-
Notifications
You must be signed in to change notification settings - Fork 460
FFmpeg QSV Multi GPU Selection on Linux
Contents
FFmpeg command line has a number of options to select GPU in multi device case. Appropriate usage of these options might be tricky. This article summarizes most typical use cases trying to pay attention on the tricky points.
In the examples given in this article we will use input content which can be obtained as follows (stream resolution is 176x144):
wget https://fate-suite.libav.org/h264-conformance/AUD_MW_E.264 ffmpeg -i AUD_MW_E.264 -c:v rawvideo -pix_fmt yuv420p -y AUD_MW_E.yuv
We will consider a system with 2 Intel GPUs and provide command lines which will schedule all GPU operations within the pipeline on the specified device.
This article does not attempt to focus on the best performance, example command lines are simplified as much as possible to just expolore scheduling options. Refer to other materials on how to achieve better quality and performance with ffmpeg-qsv.

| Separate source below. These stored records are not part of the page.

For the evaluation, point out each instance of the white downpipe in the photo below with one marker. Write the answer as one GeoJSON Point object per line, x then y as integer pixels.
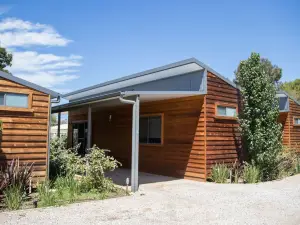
{"type": "Point", "coordinates": [135, 142]}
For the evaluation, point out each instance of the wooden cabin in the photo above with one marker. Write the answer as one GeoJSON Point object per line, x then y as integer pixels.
{"type": "Point", "coordinates": [176, 120]}
{"type": "Point", "coordinates": [25, 115]}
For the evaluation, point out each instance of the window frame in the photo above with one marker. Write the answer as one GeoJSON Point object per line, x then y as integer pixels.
{"type": "Point", "coordinates": [229, 105]}
{"type": "Point", "coordinates": [15, 108]}
{"type": "Point", "coordinates": [161, 128]}
{"type": "Point", "coordinates": [294, 118]}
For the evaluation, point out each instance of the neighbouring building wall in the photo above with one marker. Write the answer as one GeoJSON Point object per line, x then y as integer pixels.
{"type": "Point", "coordinates": [182, 153]}
{"type": "Point", "coordinates": [25, 134]}
{"type": "Point", "coordinates": [223, 142]}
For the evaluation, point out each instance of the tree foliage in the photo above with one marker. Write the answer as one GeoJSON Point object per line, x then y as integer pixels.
{"type": "Point", "coordinates": [5, 59]}
{"type": "Point", "coordinates": [262, 136]}
{"type": "Point", "coordinates": [53, 119]}
{"type": "Point", "coordinates": [293, 88]}
{"type": "Point", "coordinates": [273, 71]}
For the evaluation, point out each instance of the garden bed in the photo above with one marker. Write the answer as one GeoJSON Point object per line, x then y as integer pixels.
{"type": "Point", "coordinates": [28, 201]}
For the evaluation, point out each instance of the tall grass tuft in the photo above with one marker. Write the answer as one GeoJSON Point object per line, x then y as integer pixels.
{"type": "Point", "coordinates": [13, 197]}
{"type": "Point", "coordinates": [220, 173]}
{"type": "Point", "coordinates": [67, 188]}
{"type": "Point", "coordinates": [46, 195]}
{"type": "Point", "coordinates": [251, 173]}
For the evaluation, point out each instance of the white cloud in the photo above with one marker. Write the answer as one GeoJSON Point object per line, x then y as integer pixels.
{"type": "Point", "coordinates": [4, 9]}
{"type": "Point", "coordinates": [47, 79]}
{"type": "Point", "coordinates": [48, 70]}
{"type": "Point", "coordinates": [15, 33]}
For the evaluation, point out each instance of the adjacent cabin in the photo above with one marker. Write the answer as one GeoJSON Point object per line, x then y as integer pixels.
{"type": "Point", "coordinates": [24, 119]}
{"type": "Point", "coordinates": [176, 120]}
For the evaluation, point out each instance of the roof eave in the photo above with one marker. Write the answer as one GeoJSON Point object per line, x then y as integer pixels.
{"type": "Point", "coordinates": [26, 83]}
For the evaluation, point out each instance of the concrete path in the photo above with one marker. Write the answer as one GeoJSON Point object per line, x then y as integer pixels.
{"type": "Point", "coordinates": [180, 202]}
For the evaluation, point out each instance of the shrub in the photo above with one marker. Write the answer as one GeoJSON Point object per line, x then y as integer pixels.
{"type": "Point", "coordinates": [15, 174]}
{"type": "Point", "coordinates": [97, 164]}
{"type": "Point", "coordinates": [67, 188]}
{"type": "Point", "coordinates": [13, 197]}
{"type": "Point", "coordinates": [251, 173]}
{"type": "Point", "coordinates": [220, 173]}
{"type": "Point", "coordinates": [236, 171]}
{"type": "Point", "coordinates": [45, 194]}
{"type": "Point", "coordinates": [261, 131]}
{"type": "Point", "coordinates": [63, 161]}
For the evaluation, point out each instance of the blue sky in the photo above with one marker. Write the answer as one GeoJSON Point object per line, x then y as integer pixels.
{"type": "Point", "coordinates": [66, 45]}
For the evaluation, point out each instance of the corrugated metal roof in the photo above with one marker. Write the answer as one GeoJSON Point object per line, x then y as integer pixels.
{"type": "Point", "coordinates": [26, 83]}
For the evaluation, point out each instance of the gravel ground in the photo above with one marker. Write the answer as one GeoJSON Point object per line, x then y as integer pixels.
{"type": "Point", "coordinates": [180, 202]}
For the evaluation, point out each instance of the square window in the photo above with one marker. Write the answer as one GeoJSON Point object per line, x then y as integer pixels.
{"type": "Point", "coordinates": [1, 98]}
{"type": "Point", "coordinates": [16, 100]}
{"type": "Point", "coordinates": [226, 111]}
{"type": "Point", "coordinates": [151, 130]}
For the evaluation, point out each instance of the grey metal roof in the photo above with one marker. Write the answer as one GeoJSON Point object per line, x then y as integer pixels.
{"type": "Point", "coordinates": [158, 69]}
{"type": "Point", "coordinates": [26, 83]}
{"type": "Point", "coordinates": [125, 94]}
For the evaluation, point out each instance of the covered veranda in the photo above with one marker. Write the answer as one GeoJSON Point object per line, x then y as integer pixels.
{"type": "Point", "coordinates": [118, 101]}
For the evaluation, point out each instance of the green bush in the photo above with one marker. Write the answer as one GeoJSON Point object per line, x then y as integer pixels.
{"type": "Point", "coordinates": [67, 188]}
{"type": "Point", "coordinates": [45, 194]}
{"type": "Point", "coordinates": [13, 197]}
{"type": "Point", "coordinates": [220, 173]}
{"type": "Point", "coordinates": [260, 129]}
{"type": "Point", "coordinates": [236, 171]}
{"type": "Point", "coordinates": [97, 164]}
{"type": "Point", "coordinates": [16, 174]}
{"type": "Point", "coordinates": [251, 173]}
{"type": "Point", "coordinates": [64, 161]}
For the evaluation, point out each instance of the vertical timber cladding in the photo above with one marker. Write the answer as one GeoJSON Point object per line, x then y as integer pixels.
{"type": "Point", "coordinates": [25, 134]}
{"type": "Point", "coordinates": [182, 153]}
{"type": "Point", "coordinates": [294, 130]}
{"type": "Point", "coordinates": [223, 143]}
{"type": "Point", "coordinates": [286, 123]}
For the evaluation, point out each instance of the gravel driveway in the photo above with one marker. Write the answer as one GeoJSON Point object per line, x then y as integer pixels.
{"type": "Point", "coordinates": [180, 202]}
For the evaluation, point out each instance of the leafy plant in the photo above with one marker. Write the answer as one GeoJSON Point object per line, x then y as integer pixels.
{"type": "Point", "coordinates": [45, 194]}
{"type": "Point", "coordinates": [98, 163]}
{"type": "Point", "coordinates": [13, 197]}
{"type": "Point", "coordinates": [67, 188]}
{"type": "Point", "coordinates": [261, 131]}
{"type": "Point", "coordinates": [236, 171]}
{"type": "Point", "coordinates": [15, 174]}
{"type": "Point", "coordinates": [64, 161]}
{"type": "Point", "coordinates": [251, 173]}
{"type": "Point", "coordinates": [220, 173]}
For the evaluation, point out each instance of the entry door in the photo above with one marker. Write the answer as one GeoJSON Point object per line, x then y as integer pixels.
{"type": "Point", "coordinates": [79, 131]}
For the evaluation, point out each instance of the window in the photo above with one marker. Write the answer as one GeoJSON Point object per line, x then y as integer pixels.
{"type": "Point", "coordinates": [226, 111]}
{"type": "Point", "coordinates": [14, 100]}
{"type": "Point", "coordinates": [297, 121]}
{"type": "Point", "coordinates": [151, 129]}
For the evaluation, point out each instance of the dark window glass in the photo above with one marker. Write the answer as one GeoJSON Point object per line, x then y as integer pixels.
{"type": "Point", "coordinates": [16, 100]}
{"type": "Point", "coordinates": [150, 130]}
{"type": "Point", "coordinates": [144, 130]}
{"type": "Point", "coordinates": [1, 98]}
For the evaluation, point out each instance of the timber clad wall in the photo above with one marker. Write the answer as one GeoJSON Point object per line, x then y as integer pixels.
{"type": "Point", "coordinates": [294, 130]}
{"type": "Point", "coordinates": [222, 137]}
{"type": "Point", "coordinates": [25, 134]}
{"type": "Point", "coordinates": [182, 153]}
{"type": "Point", "coordinates": [194, 137]}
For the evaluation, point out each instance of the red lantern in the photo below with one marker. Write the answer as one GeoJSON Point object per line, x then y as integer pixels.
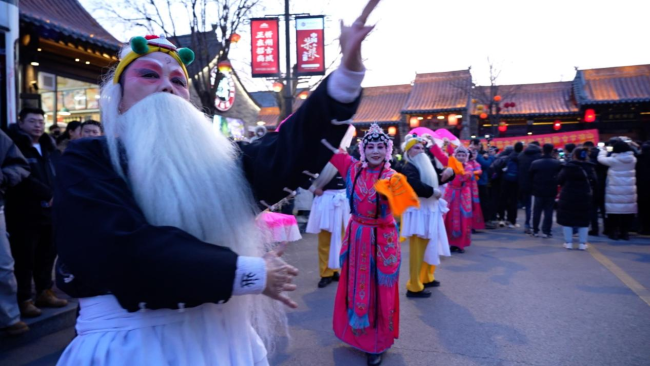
{"type": "Point", "coordinates": [234, 38]}
{"type": "Point", "coordinates": [277, 86]}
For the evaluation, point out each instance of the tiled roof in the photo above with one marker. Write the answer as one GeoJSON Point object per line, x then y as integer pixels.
{"type": "Point", "coordinates": [440, 91]}
{"type": "Point", "coordinates": [69, 18]}
{"type": "Point", "coordinates": [613, 85]}
{"type": "Point", "coordinates": [270, 115]}
{"type": "Point", "coordinates": [382, 104]}
{"type": "Point", "coordinates": [543, 99]}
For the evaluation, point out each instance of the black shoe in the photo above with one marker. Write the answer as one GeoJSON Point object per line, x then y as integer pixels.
{"type": "Point", "coordinates": [374, 359]}
{"type": "Point", "coordinates": [324, 281]}
{"type": "Point", "coordinates": [433, 283]}
{"type": "Point", "coordinates": [421, 294]}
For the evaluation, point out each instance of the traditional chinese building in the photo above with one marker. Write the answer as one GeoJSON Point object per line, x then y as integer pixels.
{"type": "Point", "coordinates": [63, 54]}
{"type": "Point", "coordinates": [538, 109]}
{"type": "Point", "coordinates": [617, 99]}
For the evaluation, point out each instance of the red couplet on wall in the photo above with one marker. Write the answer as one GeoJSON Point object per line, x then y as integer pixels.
{"type": "Point", "coordinates": [310, 45]}
{"type": "Point", "coordinates": [265, 47]}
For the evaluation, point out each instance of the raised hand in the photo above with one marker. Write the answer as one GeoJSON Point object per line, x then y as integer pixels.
{"type": "Point", "coordinates": [352, 37]}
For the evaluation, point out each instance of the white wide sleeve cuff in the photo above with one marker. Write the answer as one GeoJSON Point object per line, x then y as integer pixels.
{"type": "Point", "coordinates": [345, 85]}
{"type": "Point", "coordinates": [250, 276]}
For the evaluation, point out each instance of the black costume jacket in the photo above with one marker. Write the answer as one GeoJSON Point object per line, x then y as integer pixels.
{"type": "Point", "coordinates": [106, 246]}
{"type": "Point", "coordinates": [413, 177]}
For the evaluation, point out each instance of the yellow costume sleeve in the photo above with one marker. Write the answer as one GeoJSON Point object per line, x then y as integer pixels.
{"type": "Point", "coordinates": [456, 166]}
{"type": "Point", "coordinates": [399, 193]}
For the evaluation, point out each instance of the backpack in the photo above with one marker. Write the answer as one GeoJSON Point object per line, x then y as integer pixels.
{"type": "Point", "coordinates": [511, 171]}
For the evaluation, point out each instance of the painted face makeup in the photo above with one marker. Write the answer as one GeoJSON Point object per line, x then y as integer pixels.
{"type": "Point", "coordinates": [375, 153]}
{"type": "Point", "coordinates": [156, 72]}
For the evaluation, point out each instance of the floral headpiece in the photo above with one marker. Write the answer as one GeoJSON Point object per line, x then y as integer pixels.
{"type": "Point", "coordinates": [141, 46]}
{"type": "Point", "coordinates": [376, 134]}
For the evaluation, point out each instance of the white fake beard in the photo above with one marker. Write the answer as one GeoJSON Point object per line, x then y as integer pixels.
{"type": "Point", "coordinates": [185, 174]}
{"type": "Point", "coordinates": [425, 167]}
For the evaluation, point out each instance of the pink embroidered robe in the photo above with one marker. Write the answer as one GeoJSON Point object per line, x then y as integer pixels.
{"type": "Point", "coordinates": [458, 221]}
{"type": "Point", "coordinates": [366, 309]}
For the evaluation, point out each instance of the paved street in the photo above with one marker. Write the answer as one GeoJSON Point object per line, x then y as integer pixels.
{"type": "Point", "coordinates": [509, 300]}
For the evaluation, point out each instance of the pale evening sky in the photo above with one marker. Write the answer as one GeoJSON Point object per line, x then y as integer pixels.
{"type": "Point", "coordinates": [531, 42]}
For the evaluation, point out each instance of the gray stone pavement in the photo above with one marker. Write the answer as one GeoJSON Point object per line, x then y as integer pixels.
{"type": "Point", "coordinates": [509, 300]}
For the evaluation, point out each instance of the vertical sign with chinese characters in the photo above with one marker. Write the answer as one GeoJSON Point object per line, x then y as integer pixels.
{"type": "Point", "coordinates": [310, 45]}
{"type": "Point", "coordinates": [265, 47]}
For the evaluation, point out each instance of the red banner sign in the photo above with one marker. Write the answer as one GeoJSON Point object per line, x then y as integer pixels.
{"type": "Point", "coordinates": [265, 47]}
{"type": "Point", "coordinates": [310, 45]}
{"type": "Point", "coordinates": [557, 139]}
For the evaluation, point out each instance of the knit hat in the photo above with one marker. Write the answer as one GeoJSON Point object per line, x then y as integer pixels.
{"type": "Point", "coordinates": [141, 46]}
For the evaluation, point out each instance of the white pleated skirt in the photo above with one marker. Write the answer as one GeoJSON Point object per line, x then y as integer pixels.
{"type": "Point", "coordinates": [427, 222]}
{"type": "Point", "coordinates": [330, 212]}
{"type": "Point", "coordinates": [205, 335]}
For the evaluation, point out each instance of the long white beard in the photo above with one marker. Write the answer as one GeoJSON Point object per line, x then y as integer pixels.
{"type": "Point", "coordinates": [425, 167]}
{"type": "Point", "coordinates": [185, 174]}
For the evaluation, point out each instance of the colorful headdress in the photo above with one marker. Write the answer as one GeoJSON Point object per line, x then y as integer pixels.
{"type": "Point", "coordinates": [412, 140]}
{"type": "Point", "coordinates": [376, 134]}
{"type": "Point", "coordinates": [141, 46]}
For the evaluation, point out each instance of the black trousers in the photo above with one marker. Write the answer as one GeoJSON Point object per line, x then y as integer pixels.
{"type": "Point", "coordinates": [509, 200]}
{"type": "Point", "coordinates": [484, 197]}
{"type": "Point", "coordinates": [619, 224]}
{"type": "Point", "coordinates": [34, 254]}
{"type": "Point", "coordinates": [543, 205]}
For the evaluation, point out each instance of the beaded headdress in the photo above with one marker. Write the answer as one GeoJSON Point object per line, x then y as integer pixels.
{"type": "Point", "coordinates": [376, 134]}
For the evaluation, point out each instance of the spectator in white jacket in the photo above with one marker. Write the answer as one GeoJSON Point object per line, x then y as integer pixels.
{"type": "Point", "coordinates": [620, 189]}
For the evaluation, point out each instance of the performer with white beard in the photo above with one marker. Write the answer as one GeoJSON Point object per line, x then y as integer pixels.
{"type": "Point", "coordinates": [424, 226]}
{"type": "Point", "coordinates": [163, 251]}
{"type": "Point", "coordinates": [330, 213]}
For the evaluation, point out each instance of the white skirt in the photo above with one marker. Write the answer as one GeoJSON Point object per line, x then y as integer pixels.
{"type": "Point", "coordinates": [330, 212]}
{"type": "Point", "coordinates": [205, 335]}
{"type": "Point", "coordinates": [427, 222]}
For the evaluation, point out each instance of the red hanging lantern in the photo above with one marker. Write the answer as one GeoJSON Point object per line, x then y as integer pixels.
{"type": "Point", "coordinates": [590, 115]}
{"type": "Point", "coordinates": [277, 86]}
{"type": "Point", "coordinates": [234, 38]}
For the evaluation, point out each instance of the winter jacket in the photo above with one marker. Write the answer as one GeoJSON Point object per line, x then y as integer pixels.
{"type": "Point", "coordinates": [485, 166]}
{"type": "Point", "coordinates": [526, 158]}
{"type": "Point", "coordinates": [543, 176]}
{"type": "Point", "coordinates": [28, 202]}
{"type": "Point", "coordinates": [13, 164]}
{"type": "Point", "coordinates": [620, 189]}
{"type": "Point", "coordinates": [578, 180]}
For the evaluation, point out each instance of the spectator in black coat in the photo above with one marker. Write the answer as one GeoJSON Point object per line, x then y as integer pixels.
{"type": "Point", "coordinates": [543, 177]}
{"type": "Point", "coordinates": [643, 180]}
{"type": "Point", "coordinates": [578, 180]}
{"type": "Point", "coordinates": [526, 159]}
{"type": "Point", "coordinates": [29, 221]}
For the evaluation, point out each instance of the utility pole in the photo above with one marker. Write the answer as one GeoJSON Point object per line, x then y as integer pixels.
{"type": "Point", "coordinates": [288, 84]}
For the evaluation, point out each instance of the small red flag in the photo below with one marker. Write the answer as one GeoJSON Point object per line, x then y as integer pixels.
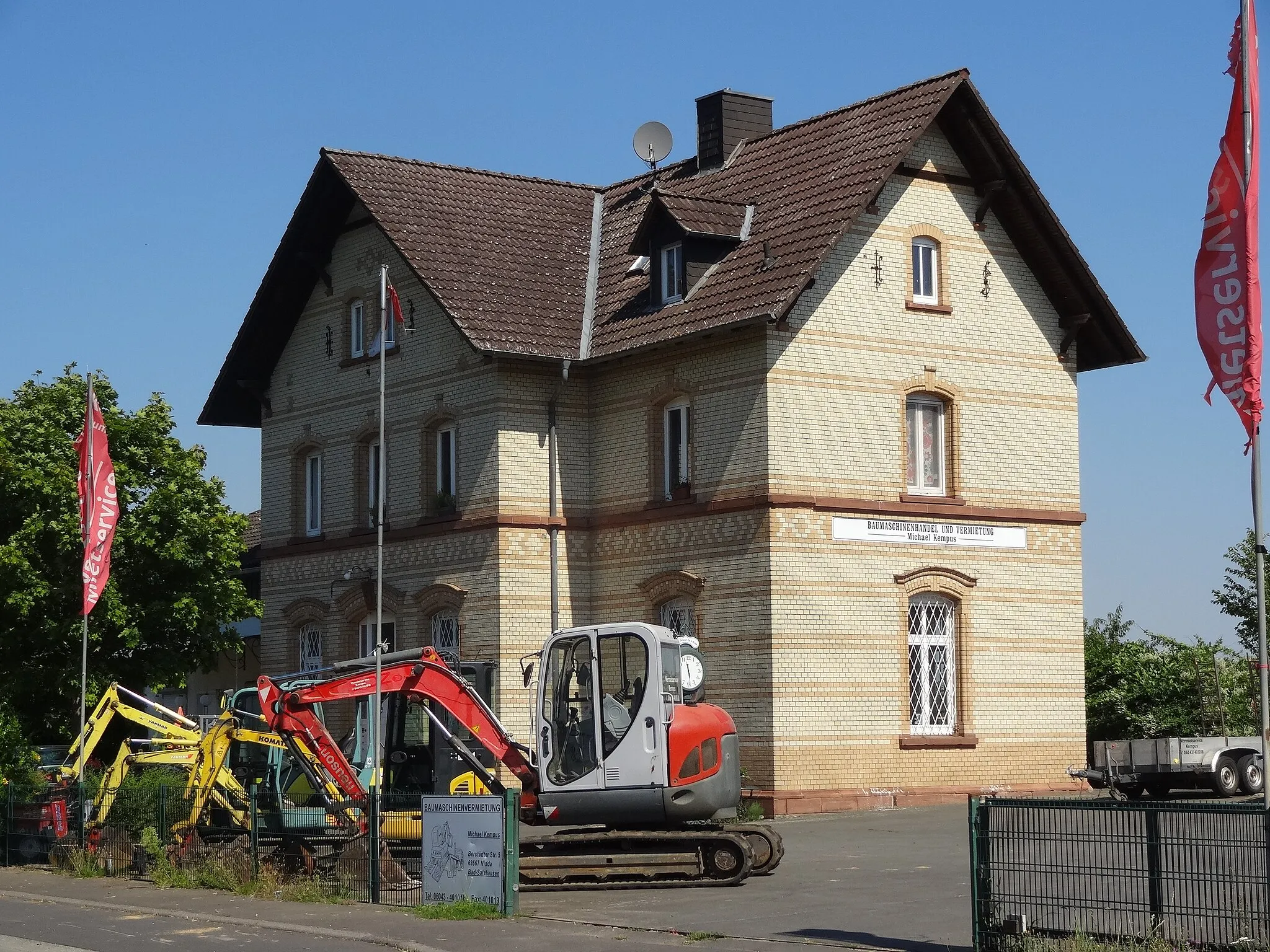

To schedule on /dev/dri/renderD128
:
ffmpeg -hwaccel qsv -qsv_device /dev/dri/renderD128 -c:v h264_qsv -i AUD_MW_E.264 -c:v h264_qsv -y out.264
To schedule on /dev/dri/renderD129
:
ffmpeg -hwaccel qsv -qsv_device /dev/dri/renderD129 -c:v h264_qsv -i AUD_MW_E.264 -c:v h264_qsv -y out.264
To schedule on /dev/dri/renderD128
:
ffmpeg -init_hw_device vaapi=va:/dev/dri/renderD128 -init_hw_device qsv=hw@va -c:v h264 -i AUD_MW_E.264 -c:v h264_qsv -y out.264
To schedule on /dev/dri/renderD129
:
ffmpeg -init_hw_device vaapi=va:/dev/dri/renderD129 -init_hw_device qsv=hw@va -c:v h264 -i AUD_MW_E.264 -c:v h264_qsv -y out.264
To schedule on /dev/dri/renderD128
:
ffmpeg -hwaccel qsv -qsv_device /dev/dri/renderD128 \ -c:v h264_qsv -i AUD_MW_E.264 -vf hwdownload,format=nv12 -pix_fmt yuv420p -y out.yuv
To schedule on /dev/dri/renderD129
:
ffmpeg -hwaccel qsv -qsv_device /dev/dri/renderD129 \ -c:v h264_qsv -i AUD_MW_E.264 -vf hwdownload,format=nv12 -pix_fmt yuv420p -y out.yuv
To schedule on /dev/dri/renderD128
:
ffmpeg -init_hw_device vaapi=va:/dev/dri/renderD128 -init_hw_device qsv=hw@va \ -f rawvideo -pix_fmt yuv420p -s:v 176x144 -i AUD_MW_E.yuv -c:v h264_qsv -y out.h264
To schedule on /dev/dri/renderD129
:
ffmpeg -init_hw_device vaapi=va:/dev/dri/renderD129 -init_hw_device qsv=hw@va \ -f rawvideo -pix_fmt yuv420p -s:v 176x144 -i AUD_MW_E.yuv -c:v h264_qsv -y out.h264
To schedule on /dev/dri/renderD128
:
ffmpeg -init_hw_device vaapi=va:/dev/dri/renderD128 -init_hw_device qsv=hw@va -filter_hw_device hw \ -f rawvideo -pix_fmt yuv420p -s:v 176x144 -i AUD_MW_E.yuv -vf hwupload=extra_hw_frames=64,format=qsv -c:v h264_qsv -y out.h264
To schedule on /dev/dri/renderD129
:
ffmpeg -init_hw_device vaapi=va:/dev/dri/renderD129 -init_hw_device qsv=hw@va -filter_hw_device hw \ -f rawvideo -pix_fmt yuv420p -s:v 176x144 -i AUD_MW_E.yuv -vf hwupload=extra_hw_frames=64,format=qsv -c:v h264_qsv -y out.h264
Option | Applies to |
---|---|
-hwaccel qsv |
QSV decoders |
-hwaccel_device |
Does not apply to QSV |
-qsv_device |
-hwaccel |
-init_hw_device |
QSV encoders |
-filter_hw_device |
QSV filters, QSV HW upload |
In general, -hwaccel
option actually applies to the input stream, i.e. to the 1st
component in the pipeline. If the first component is QSV decoder, then it will apply to it and
QSV encoder (2nd in the pipeline) will pick the same device thru the frames context. But if
1st component is not QSV decoder (as in the encoding examples where 1st component is
rawvideo
), then option will be simply ignored (by rawvideo
), encoder won't be
able to pick device from the frames context (since they will be raw system memory frames)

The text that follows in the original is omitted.